Since then, Microsoft has gone through Winforms, WPF, Silverlight, WinUIs, MAUI with­out suc­cess. Many en­ter­prise and per­sonal desk­top ap­pli­ca­tion still rely on Electron Apps, and the last mem­ory of co­her­ent vi­sual in­te­gra­tion of the whole OS I have is of Windows 98 or 2000.

It turns out that it’s a lot of work to recre­ate one’s OS and UI APIs every few years. Coupled with the in­ter­mit­tent at­tempts at sand­box­ing and dep­re­cat­ing too pow­er­ful” func­tion­al­ity, the re­sult is that each new layer has gaps, where you can’t do cer­tain things which were pos­si­ble in the pre­vi­ous frame­work.

It turns out that it’s a lot of work to recre­ate one’s OS and UI APIs every few years. Coupled with the in­ter­mit­tent at­tempts at sand­box­ing and dep­re­cat­ing too pow­er­ful” func­tion­al­ity, the re­sult is that each new layer has gaps, where you can’t do cer­tain things which were pos­si­ble in the pre­vi­ous frame­work.

— Domenic Denicola, in Windows Native App Development Is a Mess

Linux

The UI in­con­sis­tency in Linux was cre­ated by de­sign. Different teams wanted dif­fer­ent out­comes and they had the free­dom to do it. GTK and Qt be­came the two reign­ing frame­works. While Qt is most known for it, both aimed to sup­port cross-plat­form na­tive de­vel­op­ment (once upon a time, I suc­cess­fully com­piled gedit on Windows, learn­ing a lot about C com­pi­la­tion, make files and en­vi­ron­ment vari­ables in the process) but are only widely used in Linux land. Luckily, ap­pli­ca­tions made in the dif­fer­ent toolk­its can look okay-ish next to each other, some­thing that the dif­fer­ent frame­works on Windows fail to achieve. How many en­gi­neer-hours does it take to redo the win­dows Control Panel?
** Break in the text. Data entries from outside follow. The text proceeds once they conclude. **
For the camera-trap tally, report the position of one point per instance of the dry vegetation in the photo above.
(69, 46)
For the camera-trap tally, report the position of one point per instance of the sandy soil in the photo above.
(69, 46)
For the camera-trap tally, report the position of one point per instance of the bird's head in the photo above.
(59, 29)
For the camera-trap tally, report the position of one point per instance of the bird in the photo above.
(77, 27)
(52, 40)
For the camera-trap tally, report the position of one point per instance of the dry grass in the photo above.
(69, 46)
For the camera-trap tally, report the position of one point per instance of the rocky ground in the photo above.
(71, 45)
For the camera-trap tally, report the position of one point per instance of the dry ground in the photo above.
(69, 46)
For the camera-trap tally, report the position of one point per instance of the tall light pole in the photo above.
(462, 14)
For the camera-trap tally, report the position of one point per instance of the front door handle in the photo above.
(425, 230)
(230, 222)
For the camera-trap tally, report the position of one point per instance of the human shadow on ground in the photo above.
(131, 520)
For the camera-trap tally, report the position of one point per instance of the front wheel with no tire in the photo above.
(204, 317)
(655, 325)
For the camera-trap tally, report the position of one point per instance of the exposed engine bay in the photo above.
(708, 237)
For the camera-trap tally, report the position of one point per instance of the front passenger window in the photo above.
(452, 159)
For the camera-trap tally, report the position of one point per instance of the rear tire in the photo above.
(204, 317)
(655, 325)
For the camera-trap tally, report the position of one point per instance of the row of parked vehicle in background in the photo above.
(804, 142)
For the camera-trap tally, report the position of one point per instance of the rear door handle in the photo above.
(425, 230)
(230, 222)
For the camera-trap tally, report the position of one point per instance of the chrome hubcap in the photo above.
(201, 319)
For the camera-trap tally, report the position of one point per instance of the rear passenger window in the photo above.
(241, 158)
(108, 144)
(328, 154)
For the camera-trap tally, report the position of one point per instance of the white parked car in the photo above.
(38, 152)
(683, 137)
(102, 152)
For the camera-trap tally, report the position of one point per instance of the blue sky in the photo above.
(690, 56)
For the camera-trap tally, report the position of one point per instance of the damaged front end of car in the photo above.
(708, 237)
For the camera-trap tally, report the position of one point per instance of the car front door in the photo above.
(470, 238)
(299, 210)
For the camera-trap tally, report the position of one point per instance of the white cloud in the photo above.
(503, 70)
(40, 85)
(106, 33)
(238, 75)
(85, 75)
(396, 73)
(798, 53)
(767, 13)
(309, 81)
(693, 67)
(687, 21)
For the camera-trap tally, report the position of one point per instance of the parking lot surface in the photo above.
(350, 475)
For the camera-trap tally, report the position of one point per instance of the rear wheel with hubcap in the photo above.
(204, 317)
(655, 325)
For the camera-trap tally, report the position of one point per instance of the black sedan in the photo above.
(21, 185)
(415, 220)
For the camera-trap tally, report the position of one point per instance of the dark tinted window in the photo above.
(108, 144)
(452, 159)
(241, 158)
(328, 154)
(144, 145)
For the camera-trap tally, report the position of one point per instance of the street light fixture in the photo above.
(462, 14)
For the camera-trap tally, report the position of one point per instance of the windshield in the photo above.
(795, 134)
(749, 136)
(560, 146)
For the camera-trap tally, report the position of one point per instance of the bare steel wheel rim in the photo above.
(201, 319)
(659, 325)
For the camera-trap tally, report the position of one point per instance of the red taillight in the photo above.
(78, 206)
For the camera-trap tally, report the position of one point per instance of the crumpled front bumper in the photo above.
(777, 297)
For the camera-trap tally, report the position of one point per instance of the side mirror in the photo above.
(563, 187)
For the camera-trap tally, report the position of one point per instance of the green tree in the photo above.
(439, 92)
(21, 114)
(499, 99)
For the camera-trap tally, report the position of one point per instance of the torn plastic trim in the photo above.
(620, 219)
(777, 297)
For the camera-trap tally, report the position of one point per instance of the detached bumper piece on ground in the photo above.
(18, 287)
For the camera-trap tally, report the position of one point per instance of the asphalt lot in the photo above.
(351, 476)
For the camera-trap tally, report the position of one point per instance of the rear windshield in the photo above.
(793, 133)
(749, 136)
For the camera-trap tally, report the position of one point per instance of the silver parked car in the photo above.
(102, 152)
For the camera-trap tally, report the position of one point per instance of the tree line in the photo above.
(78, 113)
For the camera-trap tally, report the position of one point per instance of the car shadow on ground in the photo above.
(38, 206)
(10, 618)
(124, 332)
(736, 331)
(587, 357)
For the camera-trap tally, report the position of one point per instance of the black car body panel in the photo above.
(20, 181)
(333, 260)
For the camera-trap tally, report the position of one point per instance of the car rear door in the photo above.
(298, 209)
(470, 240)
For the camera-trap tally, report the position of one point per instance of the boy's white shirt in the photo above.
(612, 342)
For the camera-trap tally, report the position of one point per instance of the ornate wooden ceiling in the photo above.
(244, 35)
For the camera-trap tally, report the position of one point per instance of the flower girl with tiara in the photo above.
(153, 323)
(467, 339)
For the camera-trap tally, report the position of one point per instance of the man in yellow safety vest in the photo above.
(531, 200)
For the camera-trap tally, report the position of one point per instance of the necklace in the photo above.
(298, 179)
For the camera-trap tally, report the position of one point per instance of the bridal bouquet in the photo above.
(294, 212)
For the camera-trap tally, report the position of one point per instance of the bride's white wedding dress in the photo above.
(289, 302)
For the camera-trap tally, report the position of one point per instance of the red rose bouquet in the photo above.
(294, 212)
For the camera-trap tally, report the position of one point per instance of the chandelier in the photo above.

Given the dif­fi­culty in test­ing the mil­lion dif­fer­ent com­bi­na­tions of dis­tros, desk­top en­vi­ron­ments and hard­ware in gen­eral, most com­pa­nies do not bother with a na­tive Linux ap­pli­ca­tion — they ei­ther ad­dress it us­ing elec­tron (minting the lock-down), or they let the open-source com­mu­nity solve it self (when they have open APIs).

ma­cOS

Apple used to be a one-book re­li­gion. Apple’s Human Interface Guidelines used to be cited by every User Interface course over the world. Xerox PARC and Apple were the two in­sti­tu­tions that stud­ied what it means to have a good hu­man in­ter­face. Fast for­ward a few decades, and Apple is do­ing the best worst it can to break all the guide­lines and con­sis­tency it was known for.

Now, Apple has been ig­nor­ing Fitts’ law, mak­ing re­siz­ing win­dows near-im­pos­si­ble (even af­ter try­ing to fix it) and adding icons to every sin­gle menu. MacOS is no longer the safe heaven where de­sign­ers can work peace­fully.

Electron

Everyone knows that the user ex­pe­ri­ence of elec­tron apps sucks. The most pop­u­lar claim is the mem­ory con­sump­tion, which to be fair has been de­creas­ing over the last decade, but my main com­plaint (as I usu­ally drive a 64GB RAM MacBook Pro) is the lack of vi­sual con­sis­tency and lack of key­board-dri­ven work­flows. Looking at my dock, I have 8 na­tive apps (text mate and ma­cOS sys­tem util­i­ties) and 6 elec­tron apps (Slack, Discord, Mattermost, VScode, Cursor, Plexampp). And that’s from some­one who re­ally wishes he could avoid hav­ing any elec­tron app at all.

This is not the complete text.